Nebraska is about aging, dignity and greed, but it excels most as a simply father/son story. Woody may be fading mentally, but during moments of lucidity he's able to answer David's questions about his marriage with directness and honesty. Why did he marry Kate? It seemed like the right thing to do. Why did he have children? He liked sex and figured David’s mother, a Catholic, was bound to conceive once or twice.

But Nebraska doesn't settle for being only about David's past hurts. We also learn about Woody's life as a child, when his brother died of scarlet fever at age 2 while sharing a bed with Woody, who was spared the disease. As for Woody's habit of giving his children sips of beer, it could be rooted in his own father's habit of doing the same thing to Woody when a boy.

Payne has been accused of looking down on his characters in films such as About Schmidt. That charge doesn't stick for the main characters in Nebraska, which is, if anything, compassionate in its depiction of an irascible, even unsympathetic protagonist and his long-suffering, salty-tongued wife. The smaller roles, which tend toward one-dimensional, aren't always as successful.
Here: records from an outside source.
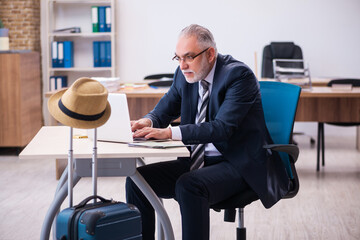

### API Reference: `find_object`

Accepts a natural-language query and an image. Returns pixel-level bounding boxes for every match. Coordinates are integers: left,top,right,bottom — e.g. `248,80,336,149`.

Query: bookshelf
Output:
42,0,117,92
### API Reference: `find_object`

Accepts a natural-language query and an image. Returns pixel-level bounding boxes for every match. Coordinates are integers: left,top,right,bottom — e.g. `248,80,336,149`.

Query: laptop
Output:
88,93,185,148
93,93,134,143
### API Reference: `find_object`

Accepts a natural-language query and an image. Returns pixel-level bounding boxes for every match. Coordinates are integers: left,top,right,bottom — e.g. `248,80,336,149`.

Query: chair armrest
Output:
263,144,299,163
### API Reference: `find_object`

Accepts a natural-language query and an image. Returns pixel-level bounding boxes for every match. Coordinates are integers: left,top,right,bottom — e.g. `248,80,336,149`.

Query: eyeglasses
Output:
172,47,210,63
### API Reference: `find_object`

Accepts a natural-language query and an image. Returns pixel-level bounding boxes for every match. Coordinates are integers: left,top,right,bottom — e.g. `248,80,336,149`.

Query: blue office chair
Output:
211,81,301,240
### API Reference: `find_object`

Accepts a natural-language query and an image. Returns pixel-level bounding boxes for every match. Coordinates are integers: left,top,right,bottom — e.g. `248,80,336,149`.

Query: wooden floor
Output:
0,124,360,240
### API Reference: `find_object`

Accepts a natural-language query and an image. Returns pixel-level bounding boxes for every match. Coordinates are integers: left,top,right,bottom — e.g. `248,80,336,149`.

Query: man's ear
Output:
207,47,215,63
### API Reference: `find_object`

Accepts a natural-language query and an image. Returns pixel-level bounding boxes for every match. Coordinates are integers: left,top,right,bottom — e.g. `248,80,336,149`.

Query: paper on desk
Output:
128,141,186,149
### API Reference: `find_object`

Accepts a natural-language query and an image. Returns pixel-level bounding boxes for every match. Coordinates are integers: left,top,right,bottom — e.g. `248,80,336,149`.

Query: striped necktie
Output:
190,80,209,170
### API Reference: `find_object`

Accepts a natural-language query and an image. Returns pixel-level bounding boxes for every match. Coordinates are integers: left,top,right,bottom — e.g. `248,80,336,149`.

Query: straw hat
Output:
48,78,111,129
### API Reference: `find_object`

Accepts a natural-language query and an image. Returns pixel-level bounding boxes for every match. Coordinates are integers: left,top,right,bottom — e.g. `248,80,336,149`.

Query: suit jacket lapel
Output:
208,54,223,120
188,83,199,123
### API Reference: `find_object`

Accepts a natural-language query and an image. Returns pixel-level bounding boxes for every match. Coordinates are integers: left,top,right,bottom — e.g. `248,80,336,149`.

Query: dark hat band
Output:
58,98,105,121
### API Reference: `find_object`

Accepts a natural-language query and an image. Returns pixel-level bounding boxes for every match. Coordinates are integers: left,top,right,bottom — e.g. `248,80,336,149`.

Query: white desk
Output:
19,126,189,240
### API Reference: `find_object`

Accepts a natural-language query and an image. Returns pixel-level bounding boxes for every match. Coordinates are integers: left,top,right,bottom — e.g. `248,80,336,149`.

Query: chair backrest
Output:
260,81,301,178
261,42,303,78
327,78,360,87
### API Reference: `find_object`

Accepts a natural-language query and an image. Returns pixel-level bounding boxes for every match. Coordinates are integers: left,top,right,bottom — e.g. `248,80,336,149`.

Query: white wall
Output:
116,0,360,82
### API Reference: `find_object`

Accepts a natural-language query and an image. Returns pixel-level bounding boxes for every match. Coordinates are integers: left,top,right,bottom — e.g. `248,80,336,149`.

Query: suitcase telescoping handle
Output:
68,127,74,207
92,128,98,203
74,196,111,209
68,127,98,207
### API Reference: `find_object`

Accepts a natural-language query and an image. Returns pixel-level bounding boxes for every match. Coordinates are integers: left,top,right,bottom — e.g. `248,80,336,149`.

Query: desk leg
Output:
40,168,80,240
130,171,175,240
356,126,360,151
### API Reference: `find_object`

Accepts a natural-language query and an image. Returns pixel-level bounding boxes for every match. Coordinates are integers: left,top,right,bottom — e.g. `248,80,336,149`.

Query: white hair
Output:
179,24,217,56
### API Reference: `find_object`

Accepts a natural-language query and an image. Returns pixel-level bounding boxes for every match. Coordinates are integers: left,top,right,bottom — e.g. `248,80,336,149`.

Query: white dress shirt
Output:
170,62,221,156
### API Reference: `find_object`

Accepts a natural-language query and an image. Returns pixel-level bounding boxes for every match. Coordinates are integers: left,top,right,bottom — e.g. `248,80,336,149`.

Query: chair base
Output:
236,228,246,240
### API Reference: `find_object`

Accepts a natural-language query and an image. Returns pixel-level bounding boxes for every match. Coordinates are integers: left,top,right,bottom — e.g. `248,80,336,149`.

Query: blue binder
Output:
93,41,100,67
55,76,67,90
51,41,58,68
105,41,111,67
105,6,111,32
49,76,56,92
56,42,64,68
98,6,106,32
100,41,106,67
64,41,74,68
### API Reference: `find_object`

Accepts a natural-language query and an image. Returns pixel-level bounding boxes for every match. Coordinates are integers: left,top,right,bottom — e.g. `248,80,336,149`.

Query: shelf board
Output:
49,67,113,72
49,32,113,37
49,0,111,4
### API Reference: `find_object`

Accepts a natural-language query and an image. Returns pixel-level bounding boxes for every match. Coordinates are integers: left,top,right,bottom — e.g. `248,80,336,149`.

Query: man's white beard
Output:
181,58,211,83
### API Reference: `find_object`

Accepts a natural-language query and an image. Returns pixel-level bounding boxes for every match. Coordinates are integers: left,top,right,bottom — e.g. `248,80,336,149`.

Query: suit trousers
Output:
126,157,249,240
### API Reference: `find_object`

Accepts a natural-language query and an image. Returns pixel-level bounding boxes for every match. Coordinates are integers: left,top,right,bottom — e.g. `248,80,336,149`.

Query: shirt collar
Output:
199,61,216,93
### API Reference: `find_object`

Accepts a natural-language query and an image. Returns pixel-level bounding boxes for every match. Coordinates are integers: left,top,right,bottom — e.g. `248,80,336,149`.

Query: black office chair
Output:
144,73,174,87
316,79,360,171
211,81,301,240
261,42,303,78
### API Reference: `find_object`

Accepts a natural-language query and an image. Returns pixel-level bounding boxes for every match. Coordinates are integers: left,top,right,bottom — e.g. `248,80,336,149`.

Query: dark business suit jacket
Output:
146,54,289,208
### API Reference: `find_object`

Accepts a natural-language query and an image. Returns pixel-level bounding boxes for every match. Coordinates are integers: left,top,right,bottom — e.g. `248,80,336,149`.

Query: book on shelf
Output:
105,6,111,32
99,41,106,67
91,6,112,32
98,6,106,32
91,6,99,32
93,41,111,67
64,41,74,68
56,42,64,68
49,76,68,91
51,41,58,67
105,41,111,67
93,41,100,67
51,41,74,68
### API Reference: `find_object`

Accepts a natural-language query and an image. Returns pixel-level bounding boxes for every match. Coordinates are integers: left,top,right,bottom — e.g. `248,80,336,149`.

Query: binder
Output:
100,41,106,67
91,6,99,32
105,41,111,67
49,76,56,92
98,6,106,32
63,41,74,68
56,76,67,90
63,41,74,68
105,6,111,32
93,41,100,67
57,42,64,68
51,41,58,68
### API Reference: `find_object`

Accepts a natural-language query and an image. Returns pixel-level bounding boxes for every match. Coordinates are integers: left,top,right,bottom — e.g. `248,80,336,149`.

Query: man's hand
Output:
130,118,151,132
133,127,172,139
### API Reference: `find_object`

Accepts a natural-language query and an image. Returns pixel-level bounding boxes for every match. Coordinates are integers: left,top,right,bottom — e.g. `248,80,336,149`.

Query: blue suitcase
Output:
56,196,142,240
55,128,142,240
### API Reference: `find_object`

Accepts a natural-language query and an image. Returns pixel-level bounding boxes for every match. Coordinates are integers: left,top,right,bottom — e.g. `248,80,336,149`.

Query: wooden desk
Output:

Although faith themes are not explicit in Nebraska, David’s efforts on behalf of his father can be seen as an effort to fulfill the fifth commandment. The story also shows how greed can fester in the heart (Proverbs 28:25, 1 Timothy 6:10, Hebrews 13:5). While Woody and Kate are blunt in their criticism of each other, their marriage has survived temptations that would sink other unions.

Nebraska is a mostly warm, sometimes caustic look at the loss of cognitive and physical abilities as we age. But it also shows the importance of personal dignity in the face of personal challenges, and the crucial role of family in preserving health and some form of happiness. Beautifully filmed in black and white, Nebraska is one of the year's more colorful, life-affirming stories, and another triumph for Payne, who’s assembling a body of work for mature audiences that is second to none among American filmmakers.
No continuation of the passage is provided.